Oh, and USENET - Joel’s comments seem to indicate his problems with the presence of a community, rather than the lack of one. Most communities IRL have their share of never-ending discussions, obscure traditions, and a certain amount of suspicion towards outsiders - i suspect that any really successful online community will exhibit similar traits. SPAM, on the other hand, is death to any discussion forum.

Finally, i’d like to point out a threaded web-based message board that actually works: the one used by the CodeProject site for its internal message boards on articles, forums, and the like. Rather than forcing a slow, jarring page refresh between messages, it uses a simple DHTML mechanism to display threaded messages.

Threaded ftw.

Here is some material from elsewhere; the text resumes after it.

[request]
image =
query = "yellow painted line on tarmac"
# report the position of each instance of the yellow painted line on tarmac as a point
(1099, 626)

It’s impossible to have a civilised back-and-forth conversation in a unthreaded environment unless you’re continuously quoting vast amounts of stuff to maintain context.

But only when done right: visit http://z.iwethey.org and have a nose around.

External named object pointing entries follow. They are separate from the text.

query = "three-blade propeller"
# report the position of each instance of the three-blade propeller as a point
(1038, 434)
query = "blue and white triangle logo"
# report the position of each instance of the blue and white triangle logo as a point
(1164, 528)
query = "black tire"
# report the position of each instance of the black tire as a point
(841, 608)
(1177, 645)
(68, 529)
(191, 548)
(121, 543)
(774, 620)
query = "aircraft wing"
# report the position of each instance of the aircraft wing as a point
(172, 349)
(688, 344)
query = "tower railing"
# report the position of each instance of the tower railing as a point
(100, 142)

This Joel apparently hasn’t used IRC since '88.

Oh get outta here. You shouldn’t need to click through posts, just press N on Thunderbird. Threaded messages are good, web interfaces for forums aren’t. I wrote my own NNTP server and forum scraper just so I could follow a dozen forums from a single desktop program, and the biggest problem was dealing with stupid forums with no threading.

Threading works, but only if you have proper client support:
three-pane view
per-user state (read/unread)
kill subthread (ie mark this message and all children read)
move next unread (which should be instantaneous or nearly so).
minimal quoting.

What wrecked Usenet was (1) spam and (2) there isn’t a good web interface - they’re just not responsive enough.

The only solution I can see for (2) is an AJAX interface that downloads a huge lump of state to your client. The solution to (2) is much simpler, it’s what usenet calls retromoderation ie being able to delete messages if they are spam or nonsense.

If you want a good example of a threaded client that works, try ameol (www.ameol.com) but you’ll need to be patient as it’s a decade out of date.

I have seen a somewhat successful threaded comment system this website http://www.storm-artists.net/ (Anything that can be commented on has threaded comments, including the forums)

I am a member of the site above. I did some research on my own about six months ago on flat vs. threaded view of comments. Every single person (out of 20 some active members) said they wanted the threaded view over flat view. Granted, my sample size was tiny but I don’t see many people other than myself preferring the flat view.

I like the format that allows a single level of nested comment, still visible without drilling down to a new page. Good for quick remarks, without the usability issues of allowing infinite nesting.